Fünftens: Die Freiheit wird durch die schier unbegrenzten Möglichkeiten der digitalen Revolution geradezu herausgefordert. Auch ich bin fasziniert von den Möglichkeiten des World Wide Web. Trotzdem werden Sie keine Fotos von meiner letzten Geburtstagsfeier im Internet finden – zumindest keine, die ich selbst eingestellt hätte.
Im Ernst: Es macht mir Sorgen, wie leichtfertig Menschen ihre Privatsphäre, den Hort individueller Freiheit, aufgeben und im Internet sensible persönliche Daten preisgeben. Gänzlich unverständlich ist mir das, wenn man bedenkt, wie erbittert wir in Deutschland über die Videoüberwachung öffentlicher Plätze oder eine Volkszählung streiten können.
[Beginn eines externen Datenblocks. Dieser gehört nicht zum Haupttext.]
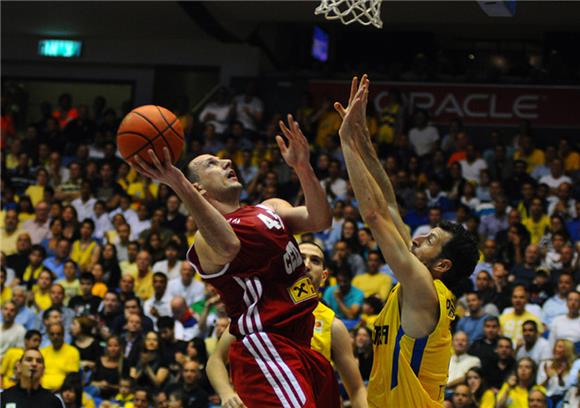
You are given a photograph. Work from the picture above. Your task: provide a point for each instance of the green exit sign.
(60, 48)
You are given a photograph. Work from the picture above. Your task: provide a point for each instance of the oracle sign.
(475, 104)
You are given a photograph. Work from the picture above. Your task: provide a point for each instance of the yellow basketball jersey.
(410, 372)
(322, 336)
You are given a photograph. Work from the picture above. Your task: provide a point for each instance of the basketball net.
(366, 12)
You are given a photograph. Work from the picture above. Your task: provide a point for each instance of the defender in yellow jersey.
(330, 338)
(412, 340)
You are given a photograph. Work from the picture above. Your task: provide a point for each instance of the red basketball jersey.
(264, 288)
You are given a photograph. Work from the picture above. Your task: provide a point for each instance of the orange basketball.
(150, 127)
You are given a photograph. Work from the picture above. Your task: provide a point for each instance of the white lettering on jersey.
(292, 258)
(271, 223)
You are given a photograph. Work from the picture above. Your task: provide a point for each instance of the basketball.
(150, 127)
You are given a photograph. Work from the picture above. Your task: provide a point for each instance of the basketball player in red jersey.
(250, 256)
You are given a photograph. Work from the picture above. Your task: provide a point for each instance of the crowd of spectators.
(93, 268)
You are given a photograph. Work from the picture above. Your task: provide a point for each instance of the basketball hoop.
(366, 12)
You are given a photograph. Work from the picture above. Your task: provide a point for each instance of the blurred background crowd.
(480, 128)
(93, 268)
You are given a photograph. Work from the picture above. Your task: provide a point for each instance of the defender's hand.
(164, 171)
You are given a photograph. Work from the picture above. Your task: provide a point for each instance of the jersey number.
(271, 223)
(292, 258)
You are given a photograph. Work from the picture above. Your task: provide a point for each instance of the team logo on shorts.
(302, 290)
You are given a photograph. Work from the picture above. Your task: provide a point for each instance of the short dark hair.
(532, 323)
(165, 322)
(462, 250)
(87, 276)
(31, 333)
(490, 319)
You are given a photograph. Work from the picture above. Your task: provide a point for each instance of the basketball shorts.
(269, 370)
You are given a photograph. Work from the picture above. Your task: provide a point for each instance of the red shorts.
(269, 370)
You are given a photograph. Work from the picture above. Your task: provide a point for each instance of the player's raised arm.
(315, 215)
(368, 156)
(216, 242)
(419, 311)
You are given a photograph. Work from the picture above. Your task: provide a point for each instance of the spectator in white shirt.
(567, 327)
(460, 361)
(423, 137)
(101, 220)
(85, 203)
(171, 266)
(160, 303)
(556, 305)
(192, 290)
(471, 166)
(249, 108)
(534, 346)
(556, 176)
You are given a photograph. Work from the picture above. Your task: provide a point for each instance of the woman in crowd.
(152, 369)
(71, 223)
(56, 234)
(85, 251)
(109, 370)
(110, 263)
(514, 392)
(483, 396)
(552, 374)
(82, 329)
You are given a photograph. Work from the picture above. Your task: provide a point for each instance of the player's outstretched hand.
(164, 171)
(354, 115)
(297, 152)
(233, 402)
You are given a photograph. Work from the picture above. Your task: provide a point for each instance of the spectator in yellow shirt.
(538, 221)
(373, 282)
(59, 358)
(143, 276)
(9, 233)
(511, 322)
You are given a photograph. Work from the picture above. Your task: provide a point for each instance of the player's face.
(536, 399)
(314, 264)
(428, 247)
(216, 175)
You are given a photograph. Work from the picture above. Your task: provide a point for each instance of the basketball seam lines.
(170, 124)
(159, 133)
(148, 144)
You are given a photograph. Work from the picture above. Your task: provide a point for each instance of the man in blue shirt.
(344, 299)
(472, 325)
(556, 305)
(56, 263)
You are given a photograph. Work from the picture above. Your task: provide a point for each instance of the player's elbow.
(231, 247)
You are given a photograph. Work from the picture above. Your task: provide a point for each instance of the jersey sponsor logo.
(450, 305)
(302, 290)
(318, 326)
(381, 335)
(292, 258)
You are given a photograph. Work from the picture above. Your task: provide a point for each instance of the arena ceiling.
(169, 19)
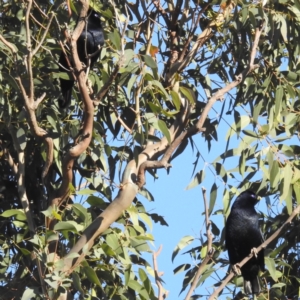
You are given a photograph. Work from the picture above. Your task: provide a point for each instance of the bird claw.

Politik und Medien müssen hier weiter Aufklärungs- und ja, ich sage Bildungsarbeit leisten, um in diesem Bereich zu einem verantwortungsvollen Umgang mit Freiheit zu kommen.
Sechstens: Auch unsere Außenpolitik ist wertegebunden. Ich sehe mit Sorge, dass Diktaturen und autokratische Staaten den Freiheits- und Toleranzbegriff missbrauchen. Denken wir zum Beispiel an die dritte Konferenz der Vereinten Nationen gegen den Rassismus im Jahre 2001. Diese Anti-Rassismus-Konferenz und ihre Nachfolgetreffen wurden leider von Abgesandten aus Diktaturen und autoritär regierten Ländern bestimmt, die den Gedanken dieser Konferenzen in ihr Gegenteil verkehrt haben.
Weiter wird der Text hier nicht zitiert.